In civilian practice when faced with patients with neurosis and hysteria he developed his “rest cure”. It was based, he said, on moral and physical components described in his book Fat and blood2; the title reflected his experience that women with hysteria were often thin and anaemic. In addition to rest he insisted on removing the patient from their environment, asking them to write their life history, and using exercise, electrical stimulation, and a nutritious diet. In his hands, a rest cure was a success, perhaps owing to his patients’ immense respect and faith in him. But Weir Mitchell was wise enough to anticipate and thereby prevent what we now label illness behaviour:
“...to lie abed half the day and sew a little, and read a little, and be interesting and excite sympathy, is all very well, but when they are bidden to stay in bed a month, and neither to read, write nor sew, and to have one nurse—who is not a relative—then rest becomes for some women a rather bitter medicine and they are glad enough to accept the order to rise and go about when the doctor issues a mandate which has become pleasantly welcome and eagerly looked for.”1
Attending a lady, sick unto death, he dismissed his assistants from the room then soon left himself. Asked of her chances of survival he remarked:
“Yes she will run out of the door in two minutes; I set her sheets on fire. A case of hysteria.”
His prediction thankfully proved correct.
“I urged, scolded and teased and bribed and decoyed along the road to health; but this is what it means to treat hysteria.”

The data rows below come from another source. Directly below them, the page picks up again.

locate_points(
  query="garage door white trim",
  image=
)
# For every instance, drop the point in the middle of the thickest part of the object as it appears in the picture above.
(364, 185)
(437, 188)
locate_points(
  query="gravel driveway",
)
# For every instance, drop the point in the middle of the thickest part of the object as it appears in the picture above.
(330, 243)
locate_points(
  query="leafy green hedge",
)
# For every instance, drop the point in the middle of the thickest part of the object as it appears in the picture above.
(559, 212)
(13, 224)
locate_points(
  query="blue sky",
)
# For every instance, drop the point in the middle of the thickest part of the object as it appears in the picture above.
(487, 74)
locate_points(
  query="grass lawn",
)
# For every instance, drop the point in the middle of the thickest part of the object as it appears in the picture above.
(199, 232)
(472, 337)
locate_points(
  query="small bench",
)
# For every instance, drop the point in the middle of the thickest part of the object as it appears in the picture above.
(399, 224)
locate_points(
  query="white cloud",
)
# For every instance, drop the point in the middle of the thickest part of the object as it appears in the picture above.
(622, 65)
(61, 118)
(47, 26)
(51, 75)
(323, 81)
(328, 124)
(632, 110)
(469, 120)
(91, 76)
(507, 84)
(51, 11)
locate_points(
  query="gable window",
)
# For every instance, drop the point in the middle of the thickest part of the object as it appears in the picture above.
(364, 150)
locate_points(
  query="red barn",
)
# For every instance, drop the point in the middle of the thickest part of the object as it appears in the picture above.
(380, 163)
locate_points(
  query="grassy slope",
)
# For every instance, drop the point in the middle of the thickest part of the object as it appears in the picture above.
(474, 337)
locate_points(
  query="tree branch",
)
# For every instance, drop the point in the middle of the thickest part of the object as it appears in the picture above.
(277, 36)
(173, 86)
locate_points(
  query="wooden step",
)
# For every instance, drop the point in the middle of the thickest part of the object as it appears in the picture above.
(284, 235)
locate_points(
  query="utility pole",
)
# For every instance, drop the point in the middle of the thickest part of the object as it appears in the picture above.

Weir Mitchell penned several classic books and papers.3,4 He invented the term causalgia for the intractable pain consequent upon nerve injury. In Reflex paralysis5 he described the sudden weakness of the limbs on the side opposite to forebrain injury, thus anticipating the lateralisation of motor function by Fritsch and Hitzig by five years.
He studied postparalytic chorea, erythromelalgia (Weir Mitchell’s disease), and deduced that the cerebellum augments and reinforces movement.